— Экий разиня, такая карта шла, а он отказался от взятки!
— Подсядь-ка, Ирен, и присмотри за ним немного! — распоряжалась хозяйка дома.
Госпожа Баринович, игравшая против Франци, в таких случаях бросала на Ирен ненавидящие взгляды. Родом из южных краев, госпожа Баринович принадлежала к тому типу женщин, которые, как говорится, даже в кухне за стряпней не выпускают сигары изо рта. Более ожесточенной картежницы не было во всей компании. Ирен же слыла опасной противницей, хотя участвовала в игре сравнительно редко, давая выход своей страсти в наблюдении за игрой и советах.

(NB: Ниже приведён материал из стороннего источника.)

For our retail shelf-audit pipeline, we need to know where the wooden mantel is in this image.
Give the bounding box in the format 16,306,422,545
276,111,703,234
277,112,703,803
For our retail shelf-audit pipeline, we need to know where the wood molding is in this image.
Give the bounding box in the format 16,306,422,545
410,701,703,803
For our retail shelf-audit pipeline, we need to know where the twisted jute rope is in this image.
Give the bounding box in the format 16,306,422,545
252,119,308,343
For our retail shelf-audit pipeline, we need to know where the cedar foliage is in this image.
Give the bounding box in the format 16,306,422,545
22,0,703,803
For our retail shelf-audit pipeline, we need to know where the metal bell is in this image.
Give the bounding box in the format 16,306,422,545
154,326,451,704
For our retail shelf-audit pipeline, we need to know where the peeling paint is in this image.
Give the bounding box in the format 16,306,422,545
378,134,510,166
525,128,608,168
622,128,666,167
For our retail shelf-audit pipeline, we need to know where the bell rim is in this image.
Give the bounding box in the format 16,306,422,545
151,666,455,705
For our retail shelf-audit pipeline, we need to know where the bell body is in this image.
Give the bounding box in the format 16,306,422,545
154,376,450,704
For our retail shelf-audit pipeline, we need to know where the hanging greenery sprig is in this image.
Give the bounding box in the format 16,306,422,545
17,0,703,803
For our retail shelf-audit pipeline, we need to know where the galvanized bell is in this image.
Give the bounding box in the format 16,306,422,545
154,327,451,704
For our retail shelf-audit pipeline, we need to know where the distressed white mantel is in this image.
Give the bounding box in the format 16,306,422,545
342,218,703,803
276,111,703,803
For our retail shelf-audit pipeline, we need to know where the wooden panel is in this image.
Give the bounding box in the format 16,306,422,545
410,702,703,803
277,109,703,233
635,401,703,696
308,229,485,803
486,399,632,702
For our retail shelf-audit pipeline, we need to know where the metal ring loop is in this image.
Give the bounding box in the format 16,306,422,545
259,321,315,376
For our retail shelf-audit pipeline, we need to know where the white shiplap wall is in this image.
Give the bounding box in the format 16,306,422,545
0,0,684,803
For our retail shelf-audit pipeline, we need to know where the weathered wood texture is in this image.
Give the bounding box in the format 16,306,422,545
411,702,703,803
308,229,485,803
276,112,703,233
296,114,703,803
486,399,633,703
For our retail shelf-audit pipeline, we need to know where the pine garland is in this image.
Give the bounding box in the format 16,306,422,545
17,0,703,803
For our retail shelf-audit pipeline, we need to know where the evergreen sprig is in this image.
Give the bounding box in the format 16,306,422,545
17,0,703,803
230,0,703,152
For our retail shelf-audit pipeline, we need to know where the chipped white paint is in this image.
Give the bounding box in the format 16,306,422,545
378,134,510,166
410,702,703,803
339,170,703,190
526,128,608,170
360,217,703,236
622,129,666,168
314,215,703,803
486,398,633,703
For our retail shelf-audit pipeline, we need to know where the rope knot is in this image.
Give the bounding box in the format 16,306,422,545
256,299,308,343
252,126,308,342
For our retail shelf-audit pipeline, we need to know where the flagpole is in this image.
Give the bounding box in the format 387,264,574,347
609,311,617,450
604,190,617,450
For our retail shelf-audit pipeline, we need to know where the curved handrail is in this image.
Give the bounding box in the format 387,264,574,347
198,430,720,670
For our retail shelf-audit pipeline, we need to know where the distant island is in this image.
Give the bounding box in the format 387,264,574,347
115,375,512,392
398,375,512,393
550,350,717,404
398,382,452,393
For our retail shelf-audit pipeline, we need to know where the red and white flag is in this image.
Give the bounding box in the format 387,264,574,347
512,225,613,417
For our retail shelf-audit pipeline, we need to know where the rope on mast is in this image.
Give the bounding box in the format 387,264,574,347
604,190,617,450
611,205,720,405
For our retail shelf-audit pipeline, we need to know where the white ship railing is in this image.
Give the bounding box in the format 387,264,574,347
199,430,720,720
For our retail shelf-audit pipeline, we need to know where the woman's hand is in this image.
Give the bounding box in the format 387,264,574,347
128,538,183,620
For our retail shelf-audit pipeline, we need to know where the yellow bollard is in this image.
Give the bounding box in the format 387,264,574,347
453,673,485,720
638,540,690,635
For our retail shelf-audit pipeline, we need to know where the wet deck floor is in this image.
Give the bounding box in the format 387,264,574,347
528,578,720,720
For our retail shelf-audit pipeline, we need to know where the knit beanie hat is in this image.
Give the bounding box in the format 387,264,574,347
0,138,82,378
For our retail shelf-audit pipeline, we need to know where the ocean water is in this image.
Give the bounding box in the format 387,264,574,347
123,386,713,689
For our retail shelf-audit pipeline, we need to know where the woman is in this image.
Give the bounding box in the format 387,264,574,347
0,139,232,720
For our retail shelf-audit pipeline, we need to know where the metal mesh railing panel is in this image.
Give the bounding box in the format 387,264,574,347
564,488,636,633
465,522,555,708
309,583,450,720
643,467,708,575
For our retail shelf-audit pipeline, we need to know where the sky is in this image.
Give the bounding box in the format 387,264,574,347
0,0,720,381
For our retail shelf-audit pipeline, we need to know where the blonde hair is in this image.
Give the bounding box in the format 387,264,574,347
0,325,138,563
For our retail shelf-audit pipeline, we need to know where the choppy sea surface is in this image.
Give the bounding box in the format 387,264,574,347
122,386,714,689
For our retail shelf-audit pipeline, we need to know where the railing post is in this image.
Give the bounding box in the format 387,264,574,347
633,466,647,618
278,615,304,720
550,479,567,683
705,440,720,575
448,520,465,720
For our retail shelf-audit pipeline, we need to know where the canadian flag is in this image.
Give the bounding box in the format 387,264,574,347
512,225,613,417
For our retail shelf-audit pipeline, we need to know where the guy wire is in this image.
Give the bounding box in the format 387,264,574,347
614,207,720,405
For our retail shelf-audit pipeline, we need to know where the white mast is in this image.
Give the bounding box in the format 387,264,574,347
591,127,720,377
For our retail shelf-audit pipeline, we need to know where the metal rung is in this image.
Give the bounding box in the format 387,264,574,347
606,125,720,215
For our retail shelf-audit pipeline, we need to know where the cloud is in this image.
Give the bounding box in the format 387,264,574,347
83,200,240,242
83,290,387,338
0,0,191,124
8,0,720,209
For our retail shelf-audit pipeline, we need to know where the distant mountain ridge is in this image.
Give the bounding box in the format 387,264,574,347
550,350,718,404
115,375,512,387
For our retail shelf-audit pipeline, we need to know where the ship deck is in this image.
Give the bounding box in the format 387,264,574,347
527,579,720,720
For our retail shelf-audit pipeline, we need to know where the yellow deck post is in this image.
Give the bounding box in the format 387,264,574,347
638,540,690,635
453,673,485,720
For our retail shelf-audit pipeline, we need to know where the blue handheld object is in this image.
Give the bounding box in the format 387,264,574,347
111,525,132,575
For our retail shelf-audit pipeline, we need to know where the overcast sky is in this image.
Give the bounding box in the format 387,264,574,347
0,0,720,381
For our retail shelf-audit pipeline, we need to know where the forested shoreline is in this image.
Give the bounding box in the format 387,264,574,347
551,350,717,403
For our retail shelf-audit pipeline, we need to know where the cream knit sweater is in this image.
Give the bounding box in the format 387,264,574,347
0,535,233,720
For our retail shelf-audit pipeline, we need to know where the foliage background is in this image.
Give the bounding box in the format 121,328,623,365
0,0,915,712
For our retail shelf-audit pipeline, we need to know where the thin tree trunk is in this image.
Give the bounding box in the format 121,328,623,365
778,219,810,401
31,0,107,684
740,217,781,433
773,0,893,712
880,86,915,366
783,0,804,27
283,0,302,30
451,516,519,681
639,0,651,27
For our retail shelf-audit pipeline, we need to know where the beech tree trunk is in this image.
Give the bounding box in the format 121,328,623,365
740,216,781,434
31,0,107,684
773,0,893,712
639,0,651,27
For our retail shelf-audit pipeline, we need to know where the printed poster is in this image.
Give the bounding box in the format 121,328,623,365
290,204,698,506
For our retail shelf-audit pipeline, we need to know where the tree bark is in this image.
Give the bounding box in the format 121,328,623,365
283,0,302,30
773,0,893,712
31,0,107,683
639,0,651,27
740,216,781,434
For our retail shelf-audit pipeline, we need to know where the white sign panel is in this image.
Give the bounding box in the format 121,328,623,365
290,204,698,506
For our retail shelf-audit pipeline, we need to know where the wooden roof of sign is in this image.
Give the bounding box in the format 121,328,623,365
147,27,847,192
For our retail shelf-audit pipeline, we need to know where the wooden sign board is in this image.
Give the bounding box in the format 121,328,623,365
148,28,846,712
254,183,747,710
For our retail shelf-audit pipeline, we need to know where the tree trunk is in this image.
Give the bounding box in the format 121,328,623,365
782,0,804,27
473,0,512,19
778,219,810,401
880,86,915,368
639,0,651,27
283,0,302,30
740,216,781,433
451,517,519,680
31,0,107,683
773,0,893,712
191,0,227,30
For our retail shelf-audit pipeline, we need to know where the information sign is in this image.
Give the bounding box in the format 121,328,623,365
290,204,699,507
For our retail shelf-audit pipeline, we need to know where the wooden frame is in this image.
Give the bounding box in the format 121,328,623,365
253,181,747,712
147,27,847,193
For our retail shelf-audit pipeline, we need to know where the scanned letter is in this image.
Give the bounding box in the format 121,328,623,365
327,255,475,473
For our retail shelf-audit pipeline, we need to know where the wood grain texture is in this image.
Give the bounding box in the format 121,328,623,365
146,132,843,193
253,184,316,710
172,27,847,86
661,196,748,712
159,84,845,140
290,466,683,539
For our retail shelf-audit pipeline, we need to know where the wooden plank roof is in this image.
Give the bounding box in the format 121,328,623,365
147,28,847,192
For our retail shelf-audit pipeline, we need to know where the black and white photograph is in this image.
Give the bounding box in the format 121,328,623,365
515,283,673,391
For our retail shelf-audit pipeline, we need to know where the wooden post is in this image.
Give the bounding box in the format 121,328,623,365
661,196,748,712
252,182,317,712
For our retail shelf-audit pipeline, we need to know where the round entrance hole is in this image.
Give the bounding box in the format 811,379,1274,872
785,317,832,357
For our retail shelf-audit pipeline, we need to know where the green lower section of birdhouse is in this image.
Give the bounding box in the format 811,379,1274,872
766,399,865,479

— Я не при деньгах, — говорила Ирен. Иногда ей доводилось играть за счет тетушки Илки. Ирен была девушка странная: худая, довольно высокая и хорошо сложенная, однако в манере ее прорывалась некая рациональная сухость, отпугивавшая поклонников. Франци удивлялся близости, связывавшей тетушку Илку с этим холодным существом.
Самому Франци Ирен была не симпатична, хотя постепенно между ними установились отношения боевого товарищества, выходящие за рамки карточной игры. Ирен умела быть острой на язык. Она посвящала Франци в сплетни, о которых тетушка Илка, ладившая со всеми в городе, помалкивала. Ирен не щадила и самое тетушку Илку. Эта ее склонность и впрямь была мало симпатична, хотя забавляла Франци и позволяла узнать кое-что поучительное. Что же касается, женских прелестей, то, признаться, Франци гораздо больше нравились, к примеру, миниатюрные барышни Балог, в особенности младшая из них — Гизи. Франци не сводил с нее глаз, даже внимая речам Ирен. Но с барышнями Балог у него никогда не завязывалось таких бесед, как с Ирен: Франци был молчалив, а Ирен умела говорить за двоих.
— Ирен — самая умная девушка во всем Гадороше, — нахваливала ее тетушка Илка и добавляла со смехом: — Вот только жаль, что она злючка.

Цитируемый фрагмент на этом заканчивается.